Portugal, Draghi, Zone euro : la crise continue… (E&S n°261)

Humeur :

Rechute du Portugal : qui a dit que la crise de la zone euro était finie ?

Il faudrait vraiment que les dirigeants politiques eurolandais et de trop nombreux économistes bien-pensants cessent de nous rabâcher que la crise de la zone euro est terminée. En effet, après Chypre il y a quatre mois, puis la rechute de la Grèce il y a quelques semaines, c’est au tour du Portugal de prendre un nouveau bouillon, qui pourrait d’ailleurs bien faire déborder le vase eurolandais. Et ce, même s’il ne représente que 1,8 % du PIB de la zone euro. En effet, à la différence de la Grèce et de l’Irlande qui ont connu presque vingt ans de croissance forte, le Portugal est resté englué dans la mollesse économique. Ainsi, de 1990 à 2007, c’est-à-dire avant le début de la crise, la progression annuelle moyenne du PIB a atteint 2,3 % au Portugal, ce qui est certes supérieur à la « performance » de la France (1,9 %), mais très inférieur à celle de l’Irlande (6,4 %), de la Grèce (3,1 %) ou encore du voisin espagnol (3,1 %).

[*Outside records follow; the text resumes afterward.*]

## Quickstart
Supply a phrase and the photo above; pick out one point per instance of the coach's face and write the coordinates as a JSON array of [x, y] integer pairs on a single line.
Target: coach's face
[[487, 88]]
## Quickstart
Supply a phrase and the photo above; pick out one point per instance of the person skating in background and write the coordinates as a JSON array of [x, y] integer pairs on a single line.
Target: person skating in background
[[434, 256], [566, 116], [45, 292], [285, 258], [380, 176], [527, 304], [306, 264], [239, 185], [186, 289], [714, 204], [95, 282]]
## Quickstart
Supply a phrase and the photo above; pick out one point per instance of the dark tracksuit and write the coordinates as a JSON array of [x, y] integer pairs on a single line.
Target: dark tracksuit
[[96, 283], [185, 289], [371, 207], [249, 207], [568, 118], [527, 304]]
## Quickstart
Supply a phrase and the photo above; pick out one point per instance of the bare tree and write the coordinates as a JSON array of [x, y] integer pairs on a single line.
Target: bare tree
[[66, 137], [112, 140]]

Le comparatif des évolutions de PIB par habitant est encore plus édifiant. De 1990 à 2007 (donc, une fois encore, avant la crise), la richesse par habitant de l’Irlande a augmenté de 318 % en valeur et de 129 % en volume, celle de la Grèce de respectivement 383 % et 53 %. De quoi rappeler que la montée en puissance de l’économie hellène s’est aussi accompagnée d’une forte inflation. Toujours est-il que le Portugal reste loin de ces performances puisque, de 1990 à 2007, son PIB par habitant a seulement progressé de 187 % en valeur et de 37 % en volume.

Autrement dit, la Grèce et l’Irlande ont tellement « bien vécu » de 1990 à 2007 que les récentes crises qu’ils ont traversées sont certes douloureuses, mais presque supportables, en particulier pour l’Irlande qui a su redémarrer dès 2011. À l’inverse, les Portugais n’ont pas suffisamment amélioré leur niveau de vie pour pouvoir supporter une nouvelle cure d’austérité. Comme cela était déjà le cas en 1990 et en 2000, le PIB par habitant du Portugal reste même l’un des plus faibles de la zone euro. En 2012, il n’était ainsi que de 15 000 euros, contre 18 000 pour la Grèce et 35 500 euros pour l’Irlande. À titre de comparaison, celui de la France se situe à 32 000 euros par habitant.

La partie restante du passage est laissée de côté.